Selisih antara livebird dan karkas di Sumatera Utara terbentuk melalui proses konversi yang menghasilkan sejumlah biaya nyata. Setelah ayam hidup dipotong, terdapat kebutuhan tenaga kerja, sanitasi, air, energi, pengemasan, penyusutan rendemen, dan pengendalian suhu. Setelah itu, produk harus dikirim dari fasilitas potong menuju pasar sesuai jadwal agar rotasi tetap cepat. Medan memiliki tantangan tambahan berupa kepadatan aktivitas perkotaan yang dapat memengaruhi waktu tempuh meskipun jarak geografis relatif dekat. Pengiriman menuju wilayah yang lebih jauh membutuhkan kendaraan dan penanganan suhu yang lebih lama. Karena itu, margin tidak tepat dihitung hanya dari harga eceran dikurangi harga livebird. Analisis perlu memperhitungkan bobot karkas setelah pemotongan, biaya potong, biaya logistik, potensi susut, dan margin pada setiap titik perdagangan. Cara ini memberikan gambaran lebih realistis mengenai pembentukan harga karkas.
Keberadaan pusat konsumsi besar membuat Sumatera Utara memiliki permintaan yang beragam menurut lokasi. Medan lebih dominan sebagai pasar urban, sedangkan Pematangsiantar, Tebing Tinggi, Binjai, dan kota lainnya memiliki fungsi regional masing-masing.
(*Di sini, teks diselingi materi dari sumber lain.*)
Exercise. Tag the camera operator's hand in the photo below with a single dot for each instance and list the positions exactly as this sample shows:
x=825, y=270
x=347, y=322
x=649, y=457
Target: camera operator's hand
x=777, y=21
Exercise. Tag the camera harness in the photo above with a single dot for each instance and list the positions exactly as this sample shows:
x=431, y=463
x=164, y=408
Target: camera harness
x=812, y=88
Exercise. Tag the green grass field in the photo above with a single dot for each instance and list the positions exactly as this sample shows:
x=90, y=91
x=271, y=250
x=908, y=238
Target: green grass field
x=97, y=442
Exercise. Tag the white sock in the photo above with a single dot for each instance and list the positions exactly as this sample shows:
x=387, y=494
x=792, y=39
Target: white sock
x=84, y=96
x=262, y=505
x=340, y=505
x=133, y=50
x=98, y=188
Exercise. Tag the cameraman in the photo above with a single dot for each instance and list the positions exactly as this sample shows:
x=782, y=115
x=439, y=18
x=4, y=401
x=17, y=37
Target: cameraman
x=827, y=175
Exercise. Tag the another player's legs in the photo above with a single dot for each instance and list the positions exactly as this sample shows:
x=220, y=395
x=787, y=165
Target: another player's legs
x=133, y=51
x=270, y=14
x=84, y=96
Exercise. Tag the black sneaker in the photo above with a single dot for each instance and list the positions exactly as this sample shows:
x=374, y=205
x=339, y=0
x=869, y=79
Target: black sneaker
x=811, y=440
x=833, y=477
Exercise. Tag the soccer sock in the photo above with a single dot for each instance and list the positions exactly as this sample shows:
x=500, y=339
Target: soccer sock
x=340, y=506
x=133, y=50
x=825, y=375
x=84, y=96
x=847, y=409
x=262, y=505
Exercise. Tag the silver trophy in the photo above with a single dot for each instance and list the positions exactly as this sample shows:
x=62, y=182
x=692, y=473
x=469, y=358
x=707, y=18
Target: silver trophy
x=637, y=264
Pergerakan barang juga ditopang oleh jaringan jalan serta aktivitas pelabuhan, sehingga pasokan dapat berasal dari berbagai arah. Pasar tradisional tetap menjadi titik penting karena melayani konsumen dengan kebutuhan harian dan pembelian dalam volume kecil hingga menengah. Pada daerah yang jauh dari pusat produksi, ketepatan jadwal pengiriman menjadi semakin penting untuk menghindari kebutuhan penyimpanan terlalu lama. Market insight Sumatera Utara sebaiknya menempatkan Medan sebagai hub utama tanpa menganggap seluruh provinsi memiliki struktur biaya yang sama. Harga karkas di satu kota harus dibaca berdasarkan sumber pasokan, jarak, fasilitas pemotongan, kapasitas pendinginan, dan karakter konsumen lokal.